Building data science projects using Azure-ML stack

This wiki covers the steps involved in building a data science project using Azure Machine Learning Workbench product. This also covers the steps involved in productionizing the model as a web service and accessing it over HTTP using its REST API.

Azure ML consists of two major parts - Azure ML portal - Azure ML Workbench

Azure ML Workbench

Azure ML provides a cloud infrastructure to turn your machine learning projects into production code with the scalability and availability of its cloud infrastructure. As of this blog, Azure itself does not have ML as Service, but it allows you to turn your projects into one.

The Workbench is a desktop application + Python libraries with which you build your ML experiments, taking it from data cleaning, model building to refinement. It provides frameworks to

access datasets
build models with defined inputs and outputs
refine models by tuning hyperparameters and export model parameters and learning artifacts

The Workbench has a run history that allows you to visualize the run results as a time-series and helps you visualize the effects of each run.

Runtime environments

The Workbench supports at-least 3 different runtimes.

local - This is your local anaconda Python environment (or R env)
docker-python - This encapsulates the local environment as a Docker container and runs it with this container. This container could run locally, on host OS, or can run on a remote machine as well (such as a VM or HDInsights cluster).
docker-pyspark - similar, but is useful for distributed computation using Spark.

Deployment environments

The output from Workbench is your Docker image. Azure ML helps you to deploy this image on Azure Container Services and get a REST API for predictions and inference during production.

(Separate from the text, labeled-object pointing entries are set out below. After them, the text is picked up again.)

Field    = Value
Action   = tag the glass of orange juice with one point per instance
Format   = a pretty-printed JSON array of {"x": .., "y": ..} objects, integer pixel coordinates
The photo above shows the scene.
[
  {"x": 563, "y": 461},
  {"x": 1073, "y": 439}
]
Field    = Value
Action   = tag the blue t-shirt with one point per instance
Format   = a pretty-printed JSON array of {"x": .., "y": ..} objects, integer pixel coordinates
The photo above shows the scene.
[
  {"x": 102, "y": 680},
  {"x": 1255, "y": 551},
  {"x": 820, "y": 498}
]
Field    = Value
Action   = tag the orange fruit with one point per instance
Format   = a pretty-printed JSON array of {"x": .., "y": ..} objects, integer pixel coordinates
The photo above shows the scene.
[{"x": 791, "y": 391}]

The ML model consists of - model file (or dir of such files) - Python file implementing model scoring function - Conda dependency file (.yml) - runtime environment file - schema file for REST API parameters - manifest file (auto generated) for building Docker image

schematic

Azure ML Model Management console allows your register and track your models like a version control system.

Azure ML portal

Azure dashboard contains all Azure sub products, including the ML services. Sign in with free Outlook account or Office 365 account and you get $200 in free credits.

In the console, search for Machine learning experimentation (which is in preview at the time of this article). This service / dashboard provides an environment for the rest of this article.

Walk through

An important process is to write the Python code (in scripts and notebooks) by using azureml Python library for data access, logging and printing. This is the hook for the Workbench UX to interpret model refinement and display them in the dashboard.

Initialization

Log into the ML portal, create a new experiment. Help image
Install Workbench. Note: You need macOS, Win 10 or higher for Docker to run. Then sign into the workbench using the same account. Your experimentation account shows up on Workbench. Help image
Create a new project, pick from a template if necessary. Help image

Model development

Your Azure ML projects are primarily git repositories. When you open an existing template project, the home tab renders the readme.md file.

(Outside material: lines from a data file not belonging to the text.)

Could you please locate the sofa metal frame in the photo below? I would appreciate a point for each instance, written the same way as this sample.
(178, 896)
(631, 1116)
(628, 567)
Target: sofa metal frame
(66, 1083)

Add datasets - Click on the data tab and plus sign. Use wizard to add data sources. If data is tabular, the Workbench attempts to display it as a table and provide some preliminary statistics.

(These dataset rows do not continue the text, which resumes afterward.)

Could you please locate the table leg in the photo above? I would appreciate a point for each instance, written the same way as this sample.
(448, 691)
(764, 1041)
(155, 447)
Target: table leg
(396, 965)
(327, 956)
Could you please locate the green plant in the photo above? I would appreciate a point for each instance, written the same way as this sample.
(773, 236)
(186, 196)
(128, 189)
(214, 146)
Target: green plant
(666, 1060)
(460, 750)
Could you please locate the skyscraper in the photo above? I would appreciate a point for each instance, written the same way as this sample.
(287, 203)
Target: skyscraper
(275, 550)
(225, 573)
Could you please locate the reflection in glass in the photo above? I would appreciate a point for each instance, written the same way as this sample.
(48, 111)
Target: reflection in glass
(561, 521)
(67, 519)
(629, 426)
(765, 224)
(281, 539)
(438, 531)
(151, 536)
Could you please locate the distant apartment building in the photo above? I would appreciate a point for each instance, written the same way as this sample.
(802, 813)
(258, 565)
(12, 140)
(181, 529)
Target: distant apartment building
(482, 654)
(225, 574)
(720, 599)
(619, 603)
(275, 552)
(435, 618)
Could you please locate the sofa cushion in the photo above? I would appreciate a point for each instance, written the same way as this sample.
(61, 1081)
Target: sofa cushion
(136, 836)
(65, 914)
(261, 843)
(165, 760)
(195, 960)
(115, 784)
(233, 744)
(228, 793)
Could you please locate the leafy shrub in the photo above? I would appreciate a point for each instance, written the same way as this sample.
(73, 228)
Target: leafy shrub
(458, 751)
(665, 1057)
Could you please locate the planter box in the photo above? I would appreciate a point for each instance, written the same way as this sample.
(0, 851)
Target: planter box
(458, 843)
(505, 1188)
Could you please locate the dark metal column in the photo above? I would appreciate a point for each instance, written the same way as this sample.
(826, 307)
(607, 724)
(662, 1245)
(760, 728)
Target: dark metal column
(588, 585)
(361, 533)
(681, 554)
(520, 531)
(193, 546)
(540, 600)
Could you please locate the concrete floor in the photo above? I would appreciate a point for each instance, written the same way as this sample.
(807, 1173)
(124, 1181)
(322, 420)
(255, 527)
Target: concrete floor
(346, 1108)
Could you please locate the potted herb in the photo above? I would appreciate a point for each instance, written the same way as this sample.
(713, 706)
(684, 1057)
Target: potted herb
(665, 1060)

ML Workbench wants to keep a record of all your EDA and data wrangling steps, to aid reproducibility. Hence it stores a .dsource to record how data is input and a .dprep to record the transformations performed on the data.

A .dsource file gets created that contains connections to your dataset and how your file is read.
Any data preparation performed by using the built-in prepare tool is stored in .dprep file.

At any time, you can do the same actions in Python, or turn the UX actions into Python code by right clicking the .dprep or .dsource file and generating code file. The sample code that reads from .dsource and returns a pandas DataFrame is below. Script proceeds to run data preparation using .dprep file.

from azureml.dataprep import datasource
from azureml.dataprep import package

df = datasource.load_datasource('iris.dsource')
# df.head(10)

# column-prep.dprep is my data prep file name.
df = package.run('column-prep.dprep', dataflow_idx=0)
df.head(10)

Serialize your model and its weights using pickle library

with open('./outputs/model.pkl', 'wb') as mh:
    pickle.dump(classifier, mh)

Save your plots as .png files into the ./outputs folder. The Workbench picks this up automatically. For each run, the Workbench stores the outputs within the run numbered folder. From the run dashboard, you can download a file later for any run.
Choose runtime as docker-python. The Docker base image is specified in the aml_config/docker.compute and run configurations, Python dependencies in docker-python.runconfig files. Workbench first builds a Docker image from base image, installs dependencies and then runs the file.

Operationalization

Once model is developed, you need to create a schema file that contains the inputs and output of the prediction service. This service is a Python file that reads the pickled model file, accepts inputs, performs predictions and returns the results.

The azureml Python library has methods such as azureml.api.realtime.services.generate_schema() to generate schema. To specify the data types, use azureml.api.schema.dataTypes.DataTypes and azureml.api.schema.sampleDefinition.SampleDefinition to specify a sample input. Documentation on these is very thin and is left to user experimentation.

Notes

It appears that using Workbench UX to read and clean data into DataFrames is optional. You can as well do all in Python in standard way and create a DF from a .csv file.
You accept script parameters as command line arguments. The Workbench UX provides a generic args text box into which you can type the values when running from UX.
The text you want persisted in the logs should be sent to Azure ML logger

from azureml.logging import get_azureml_logger
run_logger = get_azureml_logger()

run_logger.log('text')

Write your scripts such that there is 1 main Python file which in turn calls other files that are necessary.
control_log file contains the running log of the job with details injected by Workbench
driver_log file contains the print statements

Sources - Azure ML help